Prevention of bone loss while using DMPA is not well understood and remains an important topic for future research, say the authors of the current study. Research has examined using estrogen supplementation. For example, in a double-blind, placebo-controlled trial in women with a mean age of 37 years, findings suggest such supplementation can result in a 1% increase in spinal BMD per year among users of DMPA as compared with a 2.6% loss annually among those who did not take estrogen.3 While such research suggests that low-dose estrogen supplementation can slow bone DMPA bone loss, the American College of Obstetricians and Gynecologists does not recommend such practice.4

References

  1. Rahman M, Berenson AB. Predictors of higher bone mineral density loss and use of depot medroxyprogesterone acetate. Obstet Gynecol 2010; 115:35-40.

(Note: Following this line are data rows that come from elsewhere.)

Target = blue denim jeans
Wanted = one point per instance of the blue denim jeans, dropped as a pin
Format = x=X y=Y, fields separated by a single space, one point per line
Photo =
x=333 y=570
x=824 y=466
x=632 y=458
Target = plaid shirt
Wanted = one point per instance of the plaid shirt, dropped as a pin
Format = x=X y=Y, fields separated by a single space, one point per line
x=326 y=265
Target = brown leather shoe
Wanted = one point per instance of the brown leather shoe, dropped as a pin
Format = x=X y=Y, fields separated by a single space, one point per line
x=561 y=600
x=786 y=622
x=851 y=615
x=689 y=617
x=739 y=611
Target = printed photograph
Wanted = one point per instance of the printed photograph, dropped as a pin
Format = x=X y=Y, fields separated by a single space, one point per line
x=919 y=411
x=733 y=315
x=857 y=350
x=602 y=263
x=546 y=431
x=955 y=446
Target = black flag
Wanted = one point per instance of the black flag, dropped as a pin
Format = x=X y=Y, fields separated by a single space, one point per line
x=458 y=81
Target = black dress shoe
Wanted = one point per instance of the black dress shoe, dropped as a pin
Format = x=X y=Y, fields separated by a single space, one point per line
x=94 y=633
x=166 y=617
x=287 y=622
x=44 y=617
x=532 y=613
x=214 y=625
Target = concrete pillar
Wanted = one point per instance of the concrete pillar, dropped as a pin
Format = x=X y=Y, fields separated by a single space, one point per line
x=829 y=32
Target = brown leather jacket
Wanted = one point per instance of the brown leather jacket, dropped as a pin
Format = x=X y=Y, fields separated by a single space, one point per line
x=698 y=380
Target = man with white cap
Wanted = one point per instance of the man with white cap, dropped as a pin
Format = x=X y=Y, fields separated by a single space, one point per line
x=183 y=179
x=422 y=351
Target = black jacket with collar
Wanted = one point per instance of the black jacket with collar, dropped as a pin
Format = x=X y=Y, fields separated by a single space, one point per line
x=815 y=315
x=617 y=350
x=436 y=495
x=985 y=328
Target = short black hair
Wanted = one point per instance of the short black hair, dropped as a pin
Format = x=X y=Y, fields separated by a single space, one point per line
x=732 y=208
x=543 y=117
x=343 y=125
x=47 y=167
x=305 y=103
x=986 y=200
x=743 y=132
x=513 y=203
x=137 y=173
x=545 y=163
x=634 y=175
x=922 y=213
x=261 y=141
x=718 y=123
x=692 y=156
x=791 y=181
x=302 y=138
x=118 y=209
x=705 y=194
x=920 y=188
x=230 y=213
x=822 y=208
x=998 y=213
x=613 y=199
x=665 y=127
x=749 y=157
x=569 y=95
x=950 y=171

  2. National Institutes of Health, Office of Dietary Supplements. Dietary Supplement Fact Sheet: Calcium. Accessed at ods.od.nih.gov/factsheets/calcium.asp.
  3. Cundy T, Ames R, Horne A, et al. A randomized controlled trial of estrogen replacement therapy in long-term users of depot medroxyprogesterone acetate. J Clin Endocrinol Metab 2003; 88:78-81.
  4. ACOG Committee Opinion No. 415: Depot Medroxypro-gesterone Acetate and Bone Effects. Obstet Gynecol 2008; 112: 727-730.